Lost in the haze of the governor’s “endless summer” tour touting tax cuts and the political bickering that it’s created is a crucial piece of information: a report from the administration on how revenues fared in June, the final month of the 2012 budget year.
Earlier this month, the Office of Legislative Services (OLS) warned lawmakers that the June numbers weren’t pretty. It advised that through June, FY 2012 revenues could be so low that the surplus available for the recently approved 2013 budget could be cut by $200 million. The governor’s office attacked OLS once again, asserting that FY 2012 revenue from sales, corporate and income tax was actually $85 million above the revised estimates.
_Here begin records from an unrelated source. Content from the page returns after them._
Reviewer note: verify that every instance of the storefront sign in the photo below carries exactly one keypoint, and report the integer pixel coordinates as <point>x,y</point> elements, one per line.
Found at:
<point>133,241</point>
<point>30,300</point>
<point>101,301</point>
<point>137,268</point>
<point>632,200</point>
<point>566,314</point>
The governor himself stepped into the tempest, telling the Record on July 6 that he will able to close the argument about this year’s budget later this month if June tax collections are good. “If we hit our numbers in June, maybe it’s time for them to shut up,” he said. By then, the governor should have already had an early indication of actual collections.
If he had encouraging preliminary numbers, the one has to wonder why they have not been formally released, as they would bolster to the governor’s claims that the state can afford a tax cut.
As we noted in early June, the chances that tax collections that month could meet the administration’s targets for the year were slim:
• Corporate business tax would have had to grow by 15 percent, even though it had only grown by 1.8 percent in the prior 11 months.
• Sales tax would have had to grow by 8.3 percent, even though it had only grown by 2.4 percent in the prior 11 months.
• Income tax would have had to grow by 4.3 percent, even though it had only grown by 2.4 percent in the prior 11 months.
Typically, administrations are quite casual about releasing tax collection reports during the summer. In fact, despite the governor’s Executive Order requiring the release of a monthly revenue report, this administration has never provided a revenue report in July.
Given the controversy over the revenue projections, and the huge impact collections will have on the feasibility of a tax cut, the administration is obliged to provide timely and accurate information on June’s numbers. Without them, we do not know if revenues are nearly $200 million below the administration’s estimates for FY 2012 or $85 million above them – a difference that will shape just how large the FY 2013 shortfall becomes. If OLS is correct, the $200 million gap this year will result in a FY 2013 shortfall of at least $400 million, and possibly even more if growth in FY 2013 is less than the administration’s optimistic projections.
Full Disclosure: As State Treasurer in 2008 and 2009, my office did not release any revenue information until October of each year.